A computer monitor displays an image of a tissue sample stained in yellow, green, magenta and blue to show different regions of the tissue. The monitor sits adjacent to the machine that created the scanned tissue image.

NanoString GeoMx WTA + Immuno-Oncology Proteome Atlas (IPA)

The GeoMx Whole Transcriptome Atlas (WTA) plus Immuno-Oncology Proteome Atlas (IPA) proteogenomic assay allows for the profiling of human or mouse whole transcriptomes combined with over 570 photocleavable, oligo-tagged antibody targets that can be analyzed on the same slide or separately. This method requires identifying regions of interest using morphology marker staining (up to three antibodies plus a nuclei stain). It's a sequencing-based platform compatible with formalin-fixed paraffin-embedded (FFPE) samples.

The GeoMx DSP enables tissue morphology-driven, spatially resolved (within 1 μm), high-plex digital profiling of hundreds of proteins and tens of thousands of messenger RNA (mRNA) directly in FFPE or fresh-frozen human and rodent tissue sections. This technology combines standard immunofluorescence and in situ hybridization techniques with oligonucleotide barcoding quantification, allowing for the multiplexed detection of proteins and mRNAs in a single sample.
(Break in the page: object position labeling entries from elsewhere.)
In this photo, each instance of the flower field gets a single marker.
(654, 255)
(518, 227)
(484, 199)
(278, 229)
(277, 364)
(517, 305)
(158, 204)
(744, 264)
The multiplexing detection can range from up to 96 proteins or several tens of transcripts if using the nCounter device for the readout or hundreds of proteins and the whole transcriptome if quantified using the next-generation sequencing readout. Applied to two serial sections, simultaneous mRNA and protein profiling of the same sample is possible. Furthermore, the addition of the Immuno-Oncology Proteome Atlas enables the integrated proteogenomic profiling of FFPE or fresh frozen tissue sections where the whole transcriptome and over 570 proteins are collectively targeted, allowing for high-plex, multimodal omic interrogation in the same slide.

The GeoMx Digital Spatial Profiler technology involves histological information-based, user-directed liberation of ultraviolet (UV)-photocleavable oligonucleotide barcodes, their quantification by nCounter or NGS techniques, and mapping of the tag counts to the original tissue location. This results in a spatially resolved digital profile of protein or mRNA abundance.

Here's how it works:

  • 5 µm-10 μm FFPE or fresh frozen sections are stained with up to three fluorescent antibodies to identify tissue landmarks and cell types.
  • Multiple sections or tissue microarrays mounted on up to four slides can be analyzed together.
  • Barcoded probes targeting 570 proteins and the whole transcriptome are added to the same slide or sequentially to separate slides.

After generating high-quality images, the user selects multiple regions of interest of up to 660 µm-by-785 µm within which multiple subareas can be defined by:

  • Geometric shapes.
  • Contour lines.
  • A grid pattern.
  • Immunofluorescent staining-based, software-aided segmentation of tissue areas, such as tumor versus stroma.
  • Target cell types, such as immune versus parenchymal cells.

UV exposure of the tissue within these masks then liberates the photocleavable barcodes, which are collected by microcapillaries into individual wells of 96-well plates. Collected oligonucleotides are quantified by using Illumina next-generation sequencing (100 paired-end, 50-base reads per μm2 collection area).

GeoMx Digital Spatial Profiler comes with built-in data analysis software. The data analysis workflow includes quality control and normalization operations. The intuitive user interface supports several data visualization and higher-order analysis methods, including:

  • Clustering.
  • Dendrograms.
  • Relating expression levels to tissue architecture.
  • Differential protein or gene expression analysis.
  • Statistical evaluation.
  • Pathway analysis.

Here's how it works:

  • The sequencing data (FASTQ files) are processed with the GeoMx NGS Pipeline.
  • After sequencing, reads are trimmed, merged and aligned to a list of indexing oligonucleotides to identify the source probe. The unique molecular identifier region of each read is used to remove polymerase chain reaction duplicates and duplicate reads, thus converting reads into digital counts.
  • Raw Illumina counts are upper quartile (Q3) normalized using the GeoMx software, and standardized quality control threshold settings are set, as recommended by the manufacturer (gene detection rate for segments at 5%-20% and segment detection rate at 5%-25%).
  • Low-quality samples are removed from analysis if the geometric mean of aligned reads from all probes is less than the geometric mean of the negative control probes. They also are removed if the Q3 of the counts in each area of interest is less than the geometric mean of the negative control probes in the data.

Statistical analyses of the data generated are performed using R (version 4.1.2). The expression of individual genes is determined as a log2 fold change. A linear model is used to fit the RNA count data. The Benjamini and Hochberg method is used to control false discovery rate for multiple testing. The analysis is carried out using lme4 package (version 1.1.31) and stats package (version 4.1.2) with emmeans (version 1.8.4.1).